Dr. Pangloss, ascensão e queda

Cinco professores de Economia assinam hoje no Público o artigo "A ciência económica vai nua?", de que copiei os seguintes extractos:
"A teoria económica dominante é profundamente insensível à realidade. Constitui, em geral, uma abstracção desatenta e trata os acontecimentos difíceis como um problema que não é dela."
"Os livros-texto que hoje dominam falam de racionalidade e de equilíbrio, abstracções insensatas que a prova empírica contesta com violência. Teorias deficientes têm, pois, ocupado o lugar das mais prudentes, das mais capazes de perceber que o económico não é uma esfera autonomizável do institucional, do político, do social, do psicológico. No passado, era mais fácil encontrar manuais mais pluralistas e sensíveis às estruturas institucionais da realidade, mais baseados em lições retiradas de padrões históricos e não somente em deduções lógico-matemáticas. O ensino dominante não tem municiado os estudantes para conhecerem o mundo real e para o interpretarem (...)."

1 comentário:

Anónimo disse...

Eu sou jurista e estou relativamente bem familiarizado com a análise económica do Direito. Portanto, estudei Micro e Macro-Economia (obviamente a um nível elementar) e a análise económica das leis e do comportamento dos sujeitos. Creio que tenho algumas qualificações para oferecer uma perspectiva - naturalmente rebatível - sobre o assunto.

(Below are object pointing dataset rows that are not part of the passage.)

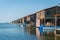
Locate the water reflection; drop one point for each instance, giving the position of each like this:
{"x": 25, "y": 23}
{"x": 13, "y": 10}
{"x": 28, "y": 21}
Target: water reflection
{"x": 35, "y": 31}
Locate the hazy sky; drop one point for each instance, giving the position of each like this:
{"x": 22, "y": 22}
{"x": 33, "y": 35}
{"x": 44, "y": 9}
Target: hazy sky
{"x": 13, "y": 9}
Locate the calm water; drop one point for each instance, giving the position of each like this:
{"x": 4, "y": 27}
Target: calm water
{"x": 14, "y": 32}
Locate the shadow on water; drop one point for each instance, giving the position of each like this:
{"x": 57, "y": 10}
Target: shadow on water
{"x": 35, "y": 31}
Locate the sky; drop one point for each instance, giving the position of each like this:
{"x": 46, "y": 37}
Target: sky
{"x": 14, "y": 9}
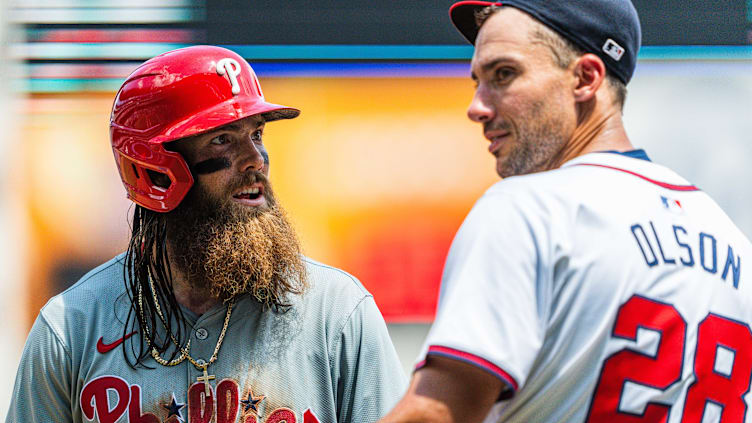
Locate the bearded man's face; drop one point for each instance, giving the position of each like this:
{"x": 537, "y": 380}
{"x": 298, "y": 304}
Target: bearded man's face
{"x": 229, "y": 236}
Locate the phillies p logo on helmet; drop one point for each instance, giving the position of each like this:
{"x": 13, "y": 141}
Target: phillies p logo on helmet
{"x": 175, "y": 95}
{"x": 232, "y": 68}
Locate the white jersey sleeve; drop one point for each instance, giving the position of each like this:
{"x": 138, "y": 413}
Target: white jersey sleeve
{"x": 43, "y": 389}
{"x": 492, "y": 270}
{"x": 608, "y": 290}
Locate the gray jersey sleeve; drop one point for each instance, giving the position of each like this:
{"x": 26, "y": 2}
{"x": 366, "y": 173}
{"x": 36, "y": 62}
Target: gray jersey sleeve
{"x": 42, "y": 392}
{"x": 370, "y": 379}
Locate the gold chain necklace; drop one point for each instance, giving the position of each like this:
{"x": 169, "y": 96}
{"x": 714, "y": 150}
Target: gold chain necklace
{"x": 183, "y": 350}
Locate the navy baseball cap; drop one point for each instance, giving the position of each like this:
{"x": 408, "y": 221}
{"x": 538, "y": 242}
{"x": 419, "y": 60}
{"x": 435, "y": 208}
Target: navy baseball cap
{"x": 607, "y": 28}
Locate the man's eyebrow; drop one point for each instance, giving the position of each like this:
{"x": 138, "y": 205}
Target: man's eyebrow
{"x": 234, "y": 126}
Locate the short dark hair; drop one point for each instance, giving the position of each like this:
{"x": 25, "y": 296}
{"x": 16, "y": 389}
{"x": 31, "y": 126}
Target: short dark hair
{"x": 563, "y": 51}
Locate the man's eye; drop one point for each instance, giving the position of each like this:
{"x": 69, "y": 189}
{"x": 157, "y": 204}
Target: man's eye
{"x": 504, "y": 74}
{"x": 220, "y": 140}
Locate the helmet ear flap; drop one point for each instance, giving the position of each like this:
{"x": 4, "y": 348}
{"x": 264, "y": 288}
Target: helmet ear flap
{"x": 158, "y": 188}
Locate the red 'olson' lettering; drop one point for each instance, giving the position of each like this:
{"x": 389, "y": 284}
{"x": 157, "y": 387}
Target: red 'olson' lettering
{"x": 95, "y": 403}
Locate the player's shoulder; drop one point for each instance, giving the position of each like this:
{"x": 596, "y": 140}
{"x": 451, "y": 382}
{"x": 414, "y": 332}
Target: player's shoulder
{"x": 332, "y": 288}
{"x": 331, "y": 279}
{"x": 590, "y": 178}
{"x": 99, "y": 288}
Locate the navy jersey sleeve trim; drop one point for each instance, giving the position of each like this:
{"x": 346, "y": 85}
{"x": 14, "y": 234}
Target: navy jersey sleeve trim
{"x": 672, "y": 187}
{"x": 635, "y": 154}
{"x": 482, "y": 363}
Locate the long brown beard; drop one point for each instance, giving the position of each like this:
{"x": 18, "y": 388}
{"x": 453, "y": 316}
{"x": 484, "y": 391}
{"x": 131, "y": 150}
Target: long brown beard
{"x": 228, "y": 250}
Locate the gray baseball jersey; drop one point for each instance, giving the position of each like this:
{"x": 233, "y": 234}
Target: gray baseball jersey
{"x": 610, "y": 290}
{"x": 328, "y": 359}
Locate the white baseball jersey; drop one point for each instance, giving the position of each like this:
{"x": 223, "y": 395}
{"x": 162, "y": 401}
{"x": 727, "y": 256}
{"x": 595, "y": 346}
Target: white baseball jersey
{"x": 328, "y": 359}
{"x": 609, "y": 290}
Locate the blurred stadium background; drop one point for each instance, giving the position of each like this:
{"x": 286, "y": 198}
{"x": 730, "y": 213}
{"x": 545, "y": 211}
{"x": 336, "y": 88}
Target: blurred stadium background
{"x": 380, "y": 168}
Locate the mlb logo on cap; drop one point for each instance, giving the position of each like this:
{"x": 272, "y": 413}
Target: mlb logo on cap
{"x": 613, "y": 49}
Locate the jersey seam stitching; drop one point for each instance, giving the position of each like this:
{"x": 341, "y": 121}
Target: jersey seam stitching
{"x": 58, "y": 338}
{"x": 342, "y": 328}
{"x": 349, "y": 276}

O grande problema dos economistas que conheço - em particular dos que fazem análise económica do Direito - consiste em tomarem como um pressuposto absoluto dois critérios que podem ser debatíveis: (1) o do comportamento racional do seu humano e (2) da previsão dos comportamentos por modelos matemáticos.

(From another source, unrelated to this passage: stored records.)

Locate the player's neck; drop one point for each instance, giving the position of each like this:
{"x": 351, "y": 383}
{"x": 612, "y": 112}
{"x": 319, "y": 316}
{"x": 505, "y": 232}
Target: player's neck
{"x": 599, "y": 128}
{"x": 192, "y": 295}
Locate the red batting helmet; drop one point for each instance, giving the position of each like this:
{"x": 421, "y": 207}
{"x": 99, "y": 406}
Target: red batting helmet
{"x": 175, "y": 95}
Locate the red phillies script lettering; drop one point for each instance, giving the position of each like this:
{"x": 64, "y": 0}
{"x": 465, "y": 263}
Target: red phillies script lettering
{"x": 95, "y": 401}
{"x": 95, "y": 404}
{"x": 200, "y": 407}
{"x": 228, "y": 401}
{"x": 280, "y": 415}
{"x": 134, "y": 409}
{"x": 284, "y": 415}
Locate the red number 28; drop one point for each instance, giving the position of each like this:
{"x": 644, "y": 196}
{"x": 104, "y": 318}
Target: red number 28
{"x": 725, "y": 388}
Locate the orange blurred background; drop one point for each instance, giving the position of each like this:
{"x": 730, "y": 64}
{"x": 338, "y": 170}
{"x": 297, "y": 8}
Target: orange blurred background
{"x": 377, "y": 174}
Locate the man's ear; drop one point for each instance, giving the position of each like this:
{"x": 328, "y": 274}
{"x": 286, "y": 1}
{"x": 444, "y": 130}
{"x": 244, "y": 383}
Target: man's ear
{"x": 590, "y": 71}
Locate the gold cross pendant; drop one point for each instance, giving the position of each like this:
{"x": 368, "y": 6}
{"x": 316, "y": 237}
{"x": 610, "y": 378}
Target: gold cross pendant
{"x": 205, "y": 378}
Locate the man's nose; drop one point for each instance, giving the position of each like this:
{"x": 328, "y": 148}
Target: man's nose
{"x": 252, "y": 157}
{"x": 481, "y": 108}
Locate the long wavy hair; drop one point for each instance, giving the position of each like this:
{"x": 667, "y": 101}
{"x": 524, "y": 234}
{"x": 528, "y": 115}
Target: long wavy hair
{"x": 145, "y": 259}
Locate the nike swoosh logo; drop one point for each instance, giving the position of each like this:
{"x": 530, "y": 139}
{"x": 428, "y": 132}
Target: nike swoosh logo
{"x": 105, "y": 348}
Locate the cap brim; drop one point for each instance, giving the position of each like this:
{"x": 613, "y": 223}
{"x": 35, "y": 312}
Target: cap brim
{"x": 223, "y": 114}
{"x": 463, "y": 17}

A respeito do primeiro critério, qualquer jurista entende que a micro-economia ajuda a compreender os mecanismos de escolha do ser humano mas não esgota a acção humana. Não pode ser dogmatizada a ponto de entender que todos os agentes se vão comportar racionalmente perante uma dada situação. Bem pelo contrário, o ser humano comporta-se de forma perfeitamente irracional. Por exemplo o Direito Penal tenta analisar a eficácia das leis multiplicando a pena aplicável ao agente pela probabilidade de ser apanhado; afirma que um determinado agente terá mais incentivos a cometer um crime quanto menores forem as probabilidades de ser apanhado. Qualquer jurista habituado à realidade da vida e que tenha feito a via sacra dos tribunais sabe que não é assim: há gente que comete crimes sabendo que vai ser apanhado, pois são movidos por motivos que vão além do medo de sofrer a pena; e gente que não comete crimes mesmo sabendo que não vai ser apanhado, ainda que aquilo lhe trouxesse a máxima utilidade possível!

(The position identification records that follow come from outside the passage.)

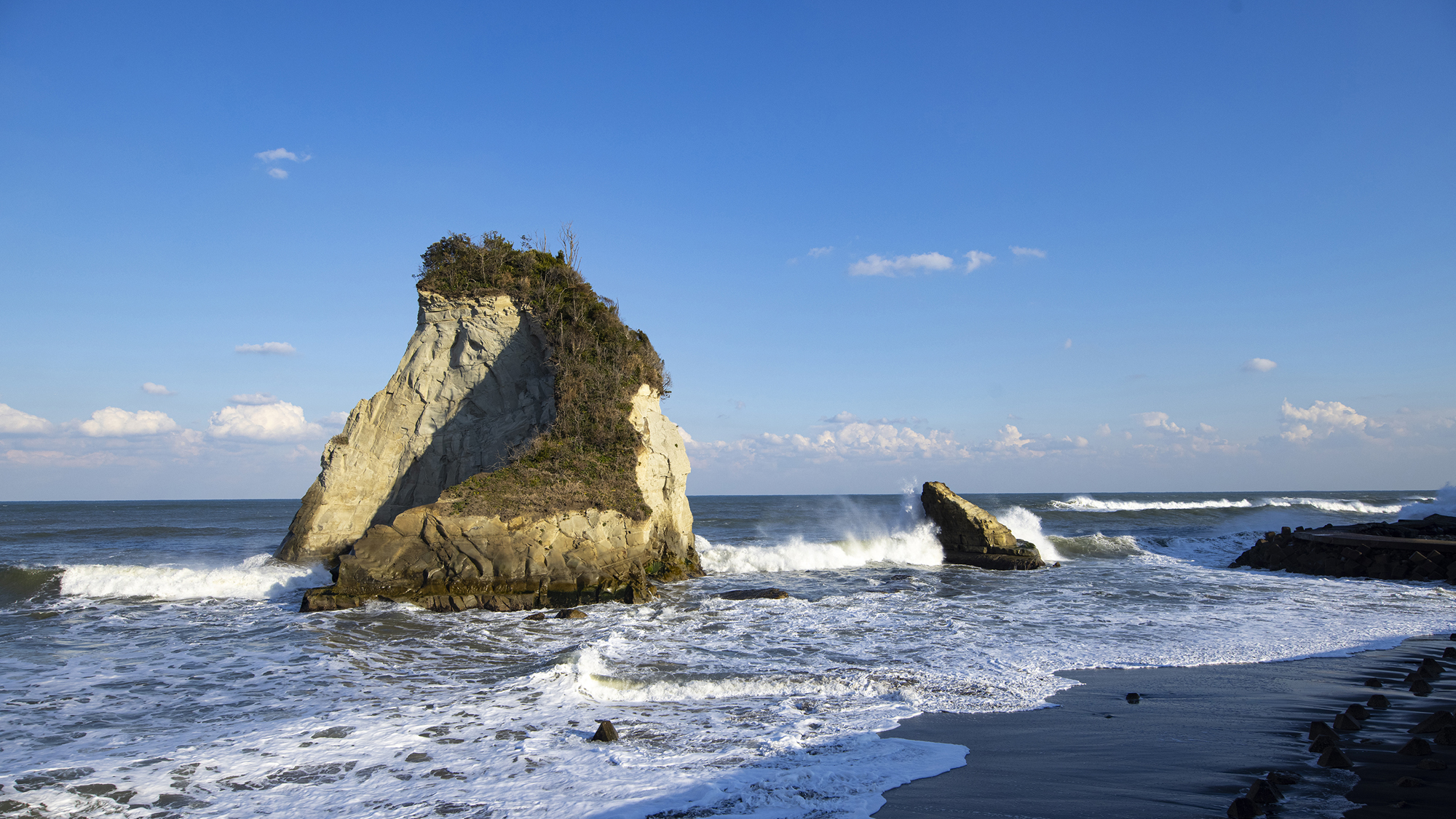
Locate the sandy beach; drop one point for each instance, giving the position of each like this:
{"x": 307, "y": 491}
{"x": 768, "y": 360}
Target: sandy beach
{"x": 1196, "y": 740}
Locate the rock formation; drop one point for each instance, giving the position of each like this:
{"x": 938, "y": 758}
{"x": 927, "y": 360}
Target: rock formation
{"x": 458, "y": 486}
{"x": 970, "y": 535}
{"x": 1406, "y": 550}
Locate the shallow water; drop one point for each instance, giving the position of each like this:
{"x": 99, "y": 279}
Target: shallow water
{"x": 157, "y": 647}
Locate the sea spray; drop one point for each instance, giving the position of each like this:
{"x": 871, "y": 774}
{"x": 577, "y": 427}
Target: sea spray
{"x": 256, "y": 579}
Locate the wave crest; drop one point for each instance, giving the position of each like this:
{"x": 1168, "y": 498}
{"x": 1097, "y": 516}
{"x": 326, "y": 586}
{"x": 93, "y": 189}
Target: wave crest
{"x": 256, "y": 579}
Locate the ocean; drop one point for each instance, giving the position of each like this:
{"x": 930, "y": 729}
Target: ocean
{"x": 155, "y": 647}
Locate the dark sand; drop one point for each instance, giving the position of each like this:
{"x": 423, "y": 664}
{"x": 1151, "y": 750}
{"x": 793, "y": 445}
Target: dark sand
{"x": 1199, "y": 737}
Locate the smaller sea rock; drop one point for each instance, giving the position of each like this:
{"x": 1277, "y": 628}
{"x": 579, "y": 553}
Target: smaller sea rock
{"x": 1265, "y": 793}
{"x": 755, "y": 595}
{"x": 1416, "y": 748}
{"x": 1246, "y": 807}
{"x": 1435, "y": 723}
{"x": 1323, "y": 743}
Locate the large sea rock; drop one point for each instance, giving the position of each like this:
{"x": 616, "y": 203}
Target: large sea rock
{"x": 475, "y": 382}
{"x": 970, "y": 535}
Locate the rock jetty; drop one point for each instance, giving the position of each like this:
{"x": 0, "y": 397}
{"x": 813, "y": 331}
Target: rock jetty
{"x": 1406, "y": 550}
{"x": 970, "y": 535}
{"x": 519, "y": 458}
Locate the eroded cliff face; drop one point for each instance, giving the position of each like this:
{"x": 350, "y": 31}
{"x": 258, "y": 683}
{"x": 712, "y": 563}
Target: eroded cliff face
{"x": 474, "y": 384}
{"x": 448, "y": 561}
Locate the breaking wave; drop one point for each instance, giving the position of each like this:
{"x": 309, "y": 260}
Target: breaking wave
{"x": 256, "y": 579}
{"x": 1085, "y": 503}
{"x": 917, "y": 547}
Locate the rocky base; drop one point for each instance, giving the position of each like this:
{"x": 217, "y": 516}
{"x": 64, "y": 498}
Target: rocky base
{"x": 973, "y": 537}
{"x": 1407, "y": 550}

Isto serve de introdução ao segundo tema: os modelos matemáticos ajudam a compreender a eficiência económica das leis mas não são fundamento absoluto. O exemplo mais evidente disso é a questão da negociação colectiva: todos os economistas criticam a negociação colectiva por ser economicamente ineficiente, pois eleva o preço do trabalho por via de uma cartelização da força de trabalho e repercute o custo nos consumidores. Mas ainda assim a negociação colectiva é admitida em quase todos os países democráticos, ainda para mais os que demonstram elevados níveis de eficiência económica. Os beneficios da negociação colectiva (o combate à pobreza, a pacificação do mercado de trabalho, a estabilidade no posto de trabalho) traz benefícios colaterais que compensam largamente a eficiência económica que traria o abaixamento do preço do factor trabalho. Por exemplo, a elevação dos salários e a estabilidade de emprego que a negociação colectiva proporcionam permite aos sujeitos orientar o seu consumo para além do imediato e poupar quantias significativas que servirão para financiar actividades económicas por via do crédito.

Portanto tudo tem que ser temperado sobretudo com uma boa dose de bom senso. Como dizia Posner "não há nada mais perigoso do que um jurista que nao sabe economia"; mas o inverso também não deixa de ser verdade!